Sadar Akan Keberagaman

Pondok pesantren Al-Amien Prenduan baru saja sukses dengan acara besar tahuannya, yaitu Apel Tahunan dan Parade Konsulat Sabtu dan Ahad kemarin, 14-15 September 2019. Acara dengan tema utama “Bersatu dalam Ukhuwah, Menuju Kejayaan Islam” tersebut digelar di kompleks Al-Amien 2. Pada hari pertama, Apel Tahunan 2019 yang diikuti oleh seluruh keluarga besar Al-Amien Prenduan yang meliputi Ma’had Tarbiyatul Mu’allimien Al-Islamiyah (TMI) Putra & Putri, Ma’had Tahfidz Al-Qur’an (MTA) Putra & Putri, Pondok Tegal, Pondok Putri 1, serta Institut Al-Amien Prenduan (IDIA) Putra & Putri. Pada hari kedua, Parade Konsulat 2019 yang dilaksanakan terpisah (putra dan putri) juga mewarnai hari libur masyarakat luar dengan diikuti oleh puluhan barisan. Di lingkungan putra, Parade Konsulat 2019 diikuti oleh 31 barisan yang terdiri dari Paskibraka, Barisan Bhineka Tunggal Ika, Marching Band Al-Amien Prenduan, mahasiswa IDIA, santri kelas akhir TMI, santri kelas akhir MTA serta 25 konsulat dari seluruh penjuru Nusantara dengan penampilan yang menonjolkan budaya masing-masing daerah.

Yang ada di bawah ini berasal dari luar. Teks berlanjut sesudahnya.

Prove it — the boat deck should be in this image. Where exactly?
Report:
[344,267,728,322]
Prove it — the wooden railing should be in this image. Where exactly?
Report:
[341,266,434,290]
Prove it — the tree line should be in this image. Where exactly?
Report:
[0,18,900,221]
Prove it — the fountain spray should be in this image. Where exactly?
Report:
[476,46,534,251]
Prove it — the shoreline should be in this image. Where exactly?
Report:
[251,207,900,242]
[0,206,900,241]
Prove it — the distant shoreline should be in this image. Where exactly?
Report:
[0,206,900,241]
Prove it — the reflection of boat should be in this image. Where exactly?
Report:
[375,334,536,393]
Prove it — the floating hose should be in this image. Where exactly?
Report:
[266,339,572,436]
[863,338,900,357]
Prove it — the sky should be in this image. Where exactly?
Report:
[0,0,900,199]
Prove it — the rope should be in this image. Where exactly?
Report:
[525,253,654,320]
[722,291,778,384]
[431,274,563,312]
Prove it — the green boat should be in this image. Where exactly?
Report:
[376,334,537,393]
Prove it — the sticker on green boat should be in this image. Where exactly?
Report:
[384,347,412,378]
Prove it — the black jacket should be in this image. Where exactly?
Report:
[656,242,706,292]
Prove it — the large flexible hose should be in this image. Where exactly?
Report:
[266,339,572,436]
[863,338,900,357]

Acara seperti ini sadar tidaknya mengingatkan kita kembali akan keberagaman bumi Nusantara kita, Indonesia. Sebagai warga negara yang lahir dan besar di atas bumi Indonesia, di bawah naungan langit Indonesia, dalam dekapan satu-kesatuan NKRI seharusnya mendorong hati kita untuk jatuh ke dalam jurang kecintaan yang tak berdasar kepada negeri ini. Kita pun pastinya tahu bagaimana negeri ini dalam peta sejarah perjalan. Walau tidak tahu secara sempurna cerita dari awal, setidaknya kita tahu bagaimana darah para leluhur yang tumpah dan hilang diserap bumi pertiwi ini oleh kejahatan serta jajahan yang begitu panjang dari negeri-negeri lain. Ratusan tahun menjadi budak di rumah sendiri bukanlah suatu hal yang sepele, yang hanya bisa digambarkan lewat cerita-cerita di film-film kemerdekaan, dilukiskan di gambar-gambar perjuangan atau dinarasikan dalam cerita-cerita heroik yang sudah tak terhitung jumlahnya. Lebih dari itu, sejatinya para leluhur dan pahlawan-pahlawan yang dengan rela mengorbankan hidupnya demi satu kata “merdeka” adalah tiang pengokoh jiwa generasi-generasi selanjutnya lepas dan kemudian hari untuk menjadi lebih baik dengan inspirasi perjuangan mereka. Seringkali derita mereka kita rasakan hanya sesaat – misalnya setelah mendengar pidato kemerdekaan di lapangan upacara pada 17 Agustus dan semacamnya, lalu setelahnya hilang perlahan-lahan ikut oleh kesibukan sehari-hari.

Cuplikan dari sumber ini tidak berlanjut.